DirectAgglomerate not working for Large Matrices

Question

I am trying to graphically display a distance matrix with similar elements visually clustered into groups.

My original matrix has the elements in a random order so the first thing I do is to change the ordering of those elements using DirectAgglomerate

Needs["HierarchicalClustering`"]

ClusteringPermutation[distanceMatrix_, linkage_] :=
  Module[{indices, cluster},
    indices = Range[Length @ distanceMatrix];
    cluster = DirectAgglomerate[distanceMatrix, indices, Linkage -> linkage];
    Reverse @ ClusterFlatten[cluster]
  ]

My overall function to permute the matrix then looks like this:

PermuteMatrix[distanceMatrix_, linkage_] :=
  Module[{newOrder},
    newOrder = ClusteringPermutation[distanceMatrix, linkage];
    distanceMatrix[[newOrder, newOrder]]
]

Given an example matrix:

sampleMatrix = 
  {{1, 1, 0, 0, 1}, {1, 1, 0, 0, 1}, {0, 0, 1, 1, 0}, {0, 0, 1, 1, 0}, {1, 1, 0, 0, 1}};
PermuteMatrix[sampleMatrix, "Single"]

{{1, 1, 0, 0, 0}, {1, 1, 0, 0, 0}, {0, 0, 1, 1, 1}, {0, 0, 1, 1, 1}, {0 ,0, 1, 1, 1}}

The matrix is now rearranged with the similar clusters being together.

I then plot the result as a heat map while applying the same permutation to the element labels.

Everything works fine until I get to matrices over 250 x 250 in size. In this case, the Mathematica kernel crashes for some reason when evaluating DirectAgglomerate. Is this the limitation of the function or am I doing something clearly wrong?

Any help would be greatly appreciated. I am definitely no expert on clustering; perhaps there is a completely different way to go about this?

UPDATE (09.10.13)

Tried to use MinimumBandwidthOrdering as suggested by bill s but quickly ran into issues with larger matrices where groups of similar samples were broken up. Here's an example:

mSubset={{0, 0, 0.272352, 0, 0.272364, 0.272261, 0, 0.272269}, {0, 0, 
0.272501, 0, 0.272514, 0.272411, 0, 0.272419}, {0.272352, 0.272501, 
0, 0.272038, 0, 0, 0.272158, 0}, {0, 0, 0.272038, 0, 0.272049, 
0.271947, 0, 0.271955}, {0.272364, 0.272514, 0, 0.272049, 0, 0, 
0.272169, 0}, {0.272261, 0.272411, 0, 0.271947, 0, 0, 0.272068, 
0}, {0, 0, 0.272158, 0, 0.272169, 0.272068, 0, 0.272075}, {0.272269,
0.272419, 0, 0.271954, 0, 0, 0.272075, 0}}

permutedMatrixOrig = PermuteMatrix[msubset, "Single"]
{r, c} = MinimumBandwidthOrdering[msubset, Method -> "Sloan"];
{r2, c2} = MinimumBandwidthOrdering[msubset, Method -> "RCMD", 
RefinementMethod -> None];
{ArrayPlot[msubset], 
ArrayPlot[permutedMatrixOrig], 
ArrayPlot[msubset[[r, c]]], 
ArrayPlot[msubset[[r2, c2]]]}

I have tried playing around with the method and refinement options but was still unable to fully group all my samples. I have also noticed that for very large matrices my indices for rows and columns were different - could this have something to do with my matrices not being fully symmetrical?

Answer 1

It looks like what you are trying to do is to make the matrix as "diagonal as possible" by permuting the rows and columns. There is a built-in function MinimumBandwidthOrdering that minimizes the "bandwidth" of the matrix by permuting the rows and columns, where the bandwidth is a measure of how close elements are to the diagonal.
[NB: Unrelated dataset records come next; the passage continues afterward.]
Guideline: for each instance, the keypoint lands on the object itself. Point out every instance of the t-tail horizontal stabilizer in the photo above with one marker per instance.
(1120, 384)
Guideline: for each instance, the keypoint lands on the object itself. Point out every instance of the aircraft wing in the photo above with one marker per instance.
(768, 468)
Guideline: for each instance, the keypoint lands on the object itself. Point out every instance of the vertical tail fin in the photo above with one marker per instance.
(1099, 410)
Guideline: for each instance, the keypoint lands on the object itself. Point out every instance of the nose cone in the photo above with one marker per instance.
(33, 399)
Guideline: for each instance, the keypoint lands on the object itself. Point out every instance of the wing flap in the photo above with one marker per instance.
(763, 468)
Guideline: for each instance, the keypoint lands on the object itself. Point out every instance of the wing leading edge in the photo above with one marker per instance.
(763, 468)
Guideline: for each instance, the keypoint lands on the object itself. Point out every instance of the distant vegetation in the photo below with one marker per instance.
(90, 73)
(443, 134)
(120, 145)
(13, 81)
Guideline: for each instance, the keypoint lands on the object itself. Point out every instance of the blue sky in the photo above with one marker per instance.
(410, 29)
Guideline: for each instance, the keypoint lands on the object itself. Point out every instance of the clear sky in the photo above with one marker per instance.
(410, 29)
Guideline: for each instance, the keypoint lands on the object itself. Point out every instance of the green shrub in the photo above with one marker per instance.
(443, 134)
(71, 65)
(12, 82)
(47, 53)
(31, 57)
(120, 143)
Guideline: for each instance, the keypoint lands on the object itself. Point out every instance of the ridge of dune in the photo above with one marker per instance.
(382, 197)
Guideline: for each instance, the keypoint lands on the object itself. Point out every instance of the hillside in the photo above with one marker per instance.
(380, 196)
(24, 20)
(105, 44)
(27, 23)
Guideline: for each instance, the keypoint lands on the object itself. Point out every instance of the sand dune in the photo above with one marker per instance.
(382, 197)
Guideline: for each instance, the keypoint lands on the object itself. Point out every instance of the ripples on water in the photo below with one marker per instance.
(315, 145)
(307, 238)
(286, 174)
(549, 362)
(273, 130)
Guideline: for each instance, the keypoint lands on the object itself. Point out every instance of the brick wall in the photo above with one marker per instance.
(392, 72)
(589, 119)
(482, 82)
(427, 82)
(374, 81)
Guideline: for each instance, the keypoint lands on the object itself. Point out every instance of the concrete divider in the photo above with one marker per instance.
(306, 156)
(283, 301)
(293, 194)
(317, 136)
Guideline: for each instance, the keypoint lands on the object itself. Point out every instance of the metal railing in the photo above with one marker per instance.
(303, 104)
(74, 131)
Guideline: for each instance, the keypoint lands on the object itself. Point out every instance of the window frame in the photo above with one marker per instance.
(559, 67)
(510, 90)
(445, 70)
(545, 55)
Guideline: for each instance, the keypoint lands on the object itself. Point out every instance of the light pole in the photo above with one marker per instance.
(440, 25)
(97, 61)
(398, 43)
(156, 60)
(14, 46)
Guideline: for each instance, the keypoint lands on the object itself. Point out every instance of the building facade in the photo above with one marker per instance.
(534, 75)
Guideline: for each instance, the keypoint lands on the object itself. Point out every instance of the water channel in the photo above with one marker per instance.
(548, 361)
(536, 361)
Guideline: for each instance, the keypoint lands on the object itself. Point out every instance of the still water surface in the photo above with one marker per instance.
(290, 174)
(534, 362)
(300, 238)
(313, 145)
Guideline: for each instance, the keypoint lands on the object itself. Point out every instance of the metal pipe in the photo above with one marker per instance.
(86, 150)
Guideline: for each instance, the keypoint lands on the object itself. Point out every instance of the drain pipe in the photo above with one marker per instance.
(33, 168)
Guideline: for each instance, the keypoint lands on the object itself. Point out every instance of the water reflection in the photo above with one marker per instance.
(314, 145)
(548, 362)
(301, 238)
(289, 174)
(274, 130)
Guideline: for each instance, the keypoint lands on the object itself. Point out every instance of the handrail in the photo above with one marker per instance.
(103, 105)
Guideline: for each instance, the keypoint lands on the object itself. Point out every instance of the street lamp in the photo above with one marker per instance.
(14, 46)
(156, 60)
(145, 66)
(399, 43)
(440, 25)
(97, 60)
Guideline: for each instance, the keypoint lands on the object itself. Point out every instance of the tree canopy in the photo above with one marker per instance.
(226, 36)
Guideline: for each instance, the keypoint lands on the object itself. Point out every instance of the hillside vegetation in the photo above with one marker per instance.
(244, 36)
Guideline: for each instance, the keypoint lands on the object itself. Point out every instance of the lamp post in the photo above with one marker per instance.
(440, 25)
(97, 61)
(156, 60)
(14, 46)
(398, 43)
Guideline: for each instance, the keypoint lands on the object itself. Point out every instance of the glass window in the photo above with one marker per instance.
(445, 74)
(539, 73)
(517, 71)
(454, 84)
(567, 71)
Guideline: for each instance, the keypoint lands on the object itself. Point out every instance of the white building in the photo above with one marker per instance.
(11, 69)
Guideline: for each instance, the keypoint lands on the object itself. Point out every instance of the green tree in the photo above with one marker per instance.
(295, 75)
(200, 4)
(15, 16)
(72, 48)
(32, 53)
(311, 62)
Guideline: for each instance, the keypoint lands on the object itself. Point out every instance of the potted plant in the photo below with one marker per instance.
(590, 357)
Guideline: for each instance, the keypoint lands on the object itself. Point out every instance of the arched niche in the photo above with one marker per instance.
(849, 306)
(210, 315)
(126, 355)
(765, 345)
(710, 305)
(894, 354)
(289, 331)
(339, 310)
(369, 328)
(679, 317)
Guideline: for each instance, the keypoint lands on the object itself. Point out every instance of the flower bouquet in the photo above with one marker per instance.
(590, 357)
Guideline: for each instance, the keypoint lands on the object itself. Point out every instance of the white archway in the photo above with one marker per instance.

Using the same sampleMatrix defined above gives substantially the same rearrangement as in the sample.

Needs["GraphUtilities`"]; 
{r, c} = MinimumBandwidthOrdering[sampleMatrix];
{ArrayPlot[sampleMatrix], ArrayPlot[sampleMatrix[[r, c]]]}

I have used MinimumBandwidthOrdering on larger problems (1000 or so rows/columns) and never had any trouble with it. There are also has several options for the method which give related but somewhat different answers.